How worrisome is the flattening yield curve?
A flattening of the yield curve is not worrisome at all, but an inversion of the yield curve is. An inverted yield curve is a powerful signal of recessions. Every recession in the past 60 years has been preceded by an inverted yield curve (see chart).
An inverted curve has correctly signaled all nine recessions since 1955 and had just one false positive, in the mid-1960s (when there was an economic slowdown, but not a recession).
It cannot predict when a recession will happen. In the past, recessions have come in as little as six months, or as long as two years, after the inversion.
It is important to remember that a yield curve inverting doesn’t cause the recession. Rather, the economic events that cause the yield curve to invert are what cause a recession.
How concerned should investors be about rising trade tensions?
Going only by what has actually been implemented, rather than merely threatened, we believe that the fallout for economic growth and corporate profits will be relatively manageable. Should tensions continue to escalate and further actions be put into place, the impact will become increasingly significant.
Unfortunately, the current situation is both complex and fluid, making it difficult to confidently predict an eventual resolution. Moreover, the history of trade actions like we are now experiencing is rife with unintended consequences.

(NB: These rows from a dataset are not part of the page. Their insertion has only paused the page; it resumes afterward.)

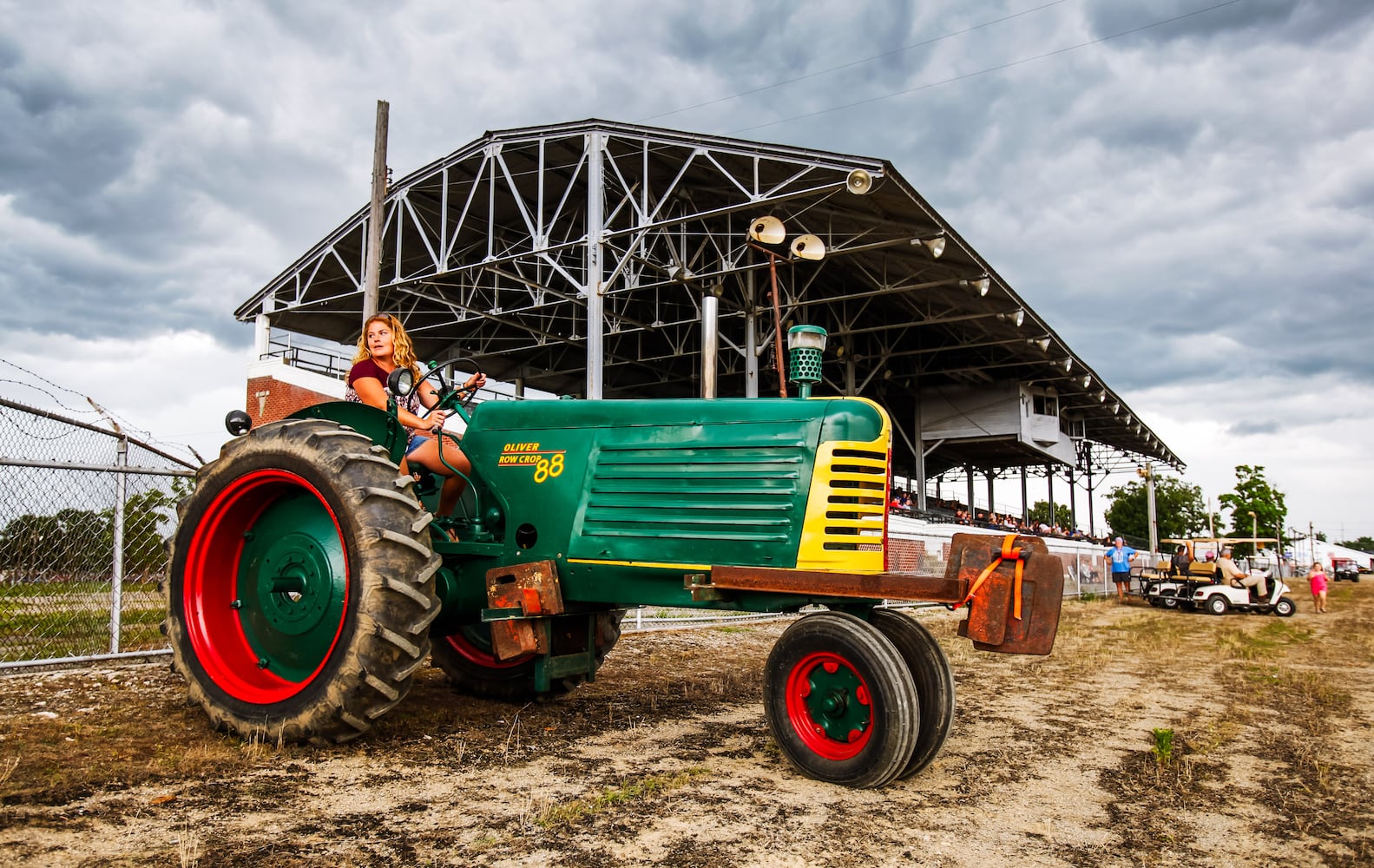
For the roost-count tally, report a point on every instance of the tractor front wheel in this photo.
(301, 584)
(933, 677)
(841, 702)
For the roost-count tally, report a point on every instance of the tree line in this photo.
(1256, 509)
(80, 542)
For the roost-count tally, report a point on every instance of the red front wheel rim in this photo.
(266, 587)
(829, 705)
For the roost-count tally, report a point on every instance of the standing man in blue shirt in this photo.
(1120, 556)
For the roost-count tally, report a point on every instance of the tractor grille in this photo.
(745, 493)
(857, 486)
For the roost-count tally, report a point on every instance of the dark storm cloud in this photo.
(1246, 429)
(1298, 21)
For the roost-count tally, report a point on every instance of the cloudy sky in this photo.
(1183, 188)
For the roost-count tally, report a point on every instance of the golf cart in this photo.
(1196, 589)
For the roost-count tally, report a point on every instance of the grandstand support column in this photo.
(968, 473)
(595, 226)
(751, 339)
(1087, 464)
(921, 457)
(1074, 502)
(709, 339)
(263, 332)
(375, 217)
(1049, 478)
(1025, 510)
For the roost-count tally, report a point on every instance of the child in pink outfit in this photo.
(1318, 577)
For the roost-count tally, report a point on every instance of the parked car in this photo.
(1345, 569)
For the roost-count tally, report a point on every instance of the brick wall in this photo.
(904, 556)
(276, 391)
(270, 398)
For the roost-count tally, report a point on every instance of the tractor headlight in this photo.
(402, 381)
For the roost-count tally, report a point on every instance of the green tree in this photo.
(1253, 493)
(148, 519)
(1062, 516)
(1180, 510)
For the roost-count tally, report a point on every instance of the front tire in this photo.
(933, 677)
(301, 584)
(841, 702)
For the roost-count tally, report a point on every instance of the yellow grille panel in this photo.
(845, 509)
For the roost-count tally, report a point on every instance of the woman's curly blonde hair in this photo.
(403, 352)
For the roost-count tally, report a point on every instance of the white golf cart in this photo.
(1202, 589)
(1220, 599)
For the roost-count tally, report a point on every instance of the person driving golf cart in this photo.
(1235, 577)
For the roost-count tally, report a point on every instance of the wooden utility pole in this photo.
(374, 221)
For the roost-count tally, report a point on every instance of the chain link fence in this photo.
(84, 516)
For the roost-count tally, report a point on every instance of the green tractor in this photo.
(308, 580)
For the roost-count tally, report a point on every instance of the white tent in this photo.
(1307, 549)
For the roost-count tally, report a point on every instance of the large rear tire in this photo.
(933, 677)
(840, 700)
(301, 584)
(466, 658)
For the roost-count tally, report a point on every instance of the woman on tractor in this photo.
(382, 348)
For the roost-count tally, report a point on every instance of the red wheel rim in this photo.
(829, 705)
(210, 589)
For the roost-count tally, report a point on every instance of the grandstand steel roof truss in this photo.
(575, 257)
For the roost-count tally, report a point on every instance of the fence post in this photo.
(117, 572)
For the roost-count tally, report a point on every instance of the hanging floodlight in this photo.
(767, 230)
(982, 285)
(859, 181)
(933, 245)
(808, 247)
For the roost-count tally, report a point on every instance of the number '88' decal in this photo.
(549, 467)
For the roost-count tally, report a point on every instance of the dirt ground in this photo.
(665, 761)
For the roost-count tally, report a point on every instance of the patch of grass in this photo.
(1163, 747)
(1275, 636)
(628, 792)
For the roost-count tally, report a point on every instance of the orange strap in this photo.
(1008, 554)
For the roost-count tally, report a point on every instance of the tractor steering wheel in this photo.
(450, 396)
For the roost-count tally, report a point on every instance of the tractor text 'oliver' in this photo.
(308, 580)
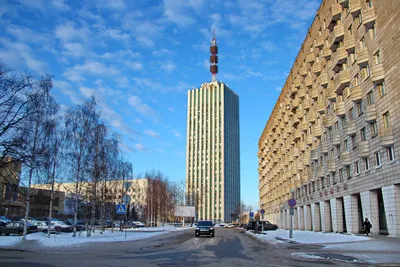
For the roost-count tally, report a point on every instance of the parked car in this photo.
(64, 227)
(267, 226)
(205, 228)
(17, 228)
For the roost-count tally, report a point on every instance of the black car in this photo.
(205, 228)
(267, 226)
(17, 228)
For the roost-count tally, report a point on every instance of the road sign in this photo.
(292, 202)
(120, 209)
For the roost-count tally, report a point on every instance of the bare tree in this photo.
(79, 125)
(42, 108)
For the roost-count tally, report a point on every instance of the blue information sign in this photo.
(120, 209)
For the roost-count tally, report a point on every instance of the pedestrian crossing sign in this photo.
(120, 209)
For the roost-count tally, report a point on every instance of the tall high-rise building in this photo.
(332, 141)
(213, 149)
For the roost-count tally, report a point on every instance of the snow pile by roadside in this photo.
(307, 237)
(66, 239)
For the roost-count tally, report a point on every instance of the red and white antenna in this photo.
(214, 58)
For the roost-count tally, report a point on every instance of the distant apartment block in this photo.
(333, 136)
(213, 152)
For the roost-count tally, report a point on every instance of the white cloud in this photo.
(74, 50)
(176, 133)
(36, 4)
(168, 66)
(152, 133)
(60, 5)
(176, 11)
(141, 147)
(68, 32)
(141, 107)
(160, 52)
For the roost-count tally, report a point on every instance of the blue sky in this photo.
(139, 58)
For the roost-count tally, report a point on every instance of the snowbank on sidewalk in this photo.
(66, 239)
(307, 237)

Our asset allocation and investment strategies are positioned to take this uncertainty into account. We are overweight U.S. equity markets and underweight international equity markets, which we believe will be more affected by rising trade disruptions. Likewise, our domestic equity strategy has little exposure to the sectors most likely to be impacted, such as autos and semiconductors.
It’s from this relatively strong position that we’re watching the markets, looking for signs that conditions may deteriorate but also keeping an eye out for opportunities. For example, we recently added some short-term EM credit as spreads widened out to levels we felt incorporated a worst-case outcome.